LAS VEGAS -- The blackjack tables at the Hard Rock Hotel & Casino were packed with gamblers and casino voyeurs on a recent weekend. But in the Peacock Lounge -- the casino's high-limit blackjack room, with minimum bets of $100 a hand -- the casino enjoyed an added advantage to its already stacked odds.
The reason involves a high-tech chip within a chip that is helping the Hard Rock learn more than ever about every move made by high rollers. Computer chips embedded in the plastic gambling chips communicate via radio frequency with sensors placed under the table. The technology gives the casino's operators a trove of knowledge, including a player's average bet and where each high-denomination chip is at all times.
The new chips are based on radio frequency identification technology. RFID has been in the news as Wal-Mart Stores has adopted it, tracking products from its suppliers' factories to warehouses and onto store shelves. The technology also is used in aerospace and health care to keep tabs on supplies.
In the past, casinos have relied on pit bosses and dealers to continually estimate how much gamblers were wagering, which in turn enabled the casinos to figure out about how much a customer spent overall, and what level of discounts and freebies he or she was entitled to. With RFID, the chips are scanned automatically at each bettor's position, and the data are displayed in real time on a computer behind the table visible to the dealer and pit bosses.
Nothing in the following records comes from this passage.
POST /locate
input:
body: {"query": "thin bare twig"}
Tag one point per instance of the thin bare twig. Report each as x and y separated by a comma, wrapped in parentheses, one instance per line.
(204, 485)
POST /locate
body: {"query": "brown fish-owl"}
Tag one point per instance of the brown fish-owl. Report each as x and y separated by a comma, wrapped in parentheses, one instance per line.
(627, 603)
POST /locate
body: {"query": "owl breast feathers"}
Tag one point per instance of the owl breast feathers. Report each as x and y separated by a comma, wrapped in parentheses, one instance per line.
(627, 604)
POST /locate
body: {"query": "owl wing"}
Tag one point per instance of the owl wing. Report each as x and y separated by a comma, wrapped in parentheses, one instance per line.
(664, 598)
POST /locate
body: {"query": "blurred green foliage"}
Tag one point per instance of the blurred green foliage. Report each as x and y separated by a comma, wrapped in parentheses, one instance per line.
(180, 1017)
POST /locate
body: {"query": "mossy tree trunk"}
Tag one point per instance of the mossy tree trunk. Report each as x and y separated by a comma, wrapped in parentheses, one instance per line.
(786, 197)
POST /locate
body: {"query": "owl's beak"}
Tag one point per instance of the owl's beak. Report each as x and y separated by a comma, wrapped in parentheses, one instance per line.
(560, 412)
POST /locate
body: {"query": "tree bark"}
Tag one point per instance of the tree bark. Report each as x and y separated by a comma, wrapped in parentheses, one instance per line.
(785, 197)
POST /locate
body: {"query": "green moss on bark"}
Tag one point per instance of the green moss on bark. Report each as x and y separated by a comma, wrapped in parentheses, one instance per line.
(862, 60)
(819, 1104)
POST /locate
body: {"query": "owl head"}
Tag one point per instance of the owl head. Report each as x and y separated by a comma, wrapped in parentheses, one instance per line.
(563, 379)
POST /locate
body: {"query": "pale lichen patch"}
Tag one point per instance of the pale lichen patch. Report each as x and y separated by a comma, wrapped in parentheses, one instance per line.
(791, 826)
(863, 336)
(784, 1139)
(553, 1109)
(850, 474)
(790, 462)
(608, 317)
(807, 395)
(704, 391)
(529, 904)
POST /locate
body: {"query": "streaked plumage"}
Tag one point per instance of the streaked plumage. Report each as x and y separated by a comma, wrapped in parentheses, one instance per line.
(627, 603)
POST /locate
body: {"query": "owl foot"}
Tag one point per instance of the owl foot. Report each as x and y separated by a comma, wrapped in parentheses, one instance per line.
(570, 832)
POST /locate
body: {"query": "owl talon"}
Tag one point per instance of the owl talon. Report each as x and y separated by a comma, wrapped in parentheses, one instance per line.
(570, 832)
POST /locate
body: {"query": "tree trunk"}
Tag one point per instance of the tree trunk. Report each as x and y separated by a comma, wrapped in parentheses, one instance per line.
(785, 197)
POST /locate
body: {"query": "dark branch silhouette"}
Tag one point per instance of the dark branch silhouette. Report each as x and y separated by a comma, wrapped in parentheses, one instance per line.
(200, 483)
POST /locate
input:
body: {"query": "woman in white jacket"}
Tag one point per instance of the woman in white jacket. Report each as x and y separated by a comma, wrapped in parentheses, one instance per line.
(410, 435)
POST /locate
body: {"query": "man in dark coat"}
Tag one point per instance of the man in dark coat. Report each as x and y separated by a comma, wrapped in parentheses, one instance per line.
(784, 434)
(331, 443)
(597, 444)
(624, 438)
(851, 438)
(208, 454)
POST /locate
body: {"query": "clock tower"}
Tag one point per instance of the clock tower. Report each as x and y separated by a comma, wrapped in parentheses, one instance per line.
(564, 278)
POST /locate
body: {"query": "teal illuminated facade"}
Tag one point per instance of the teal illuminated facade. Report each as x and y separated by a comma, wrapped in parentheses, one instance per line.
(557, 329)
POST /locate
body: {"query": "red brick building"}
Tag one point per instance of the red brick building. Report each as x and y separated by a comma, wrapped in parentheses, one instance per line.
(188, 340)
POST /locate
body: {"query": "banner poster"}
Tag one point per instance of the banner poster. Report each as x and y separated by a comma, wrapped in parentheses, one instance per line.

To date, Gaming Partners International has sold about 2 million RFID chips, a fraction of the 18 million chips the company sold just last year worldwide. The RFID chips have a life span of about 10 years.
The chips are embedded with microprocessors made by Philips Semiconductors; each has a unique serial number. Radio antennas strategically placed throughout the casino can track the location of individual chips as they move from the vault to the cashier's cage, onto the casino floor and as they arrive at specific tables.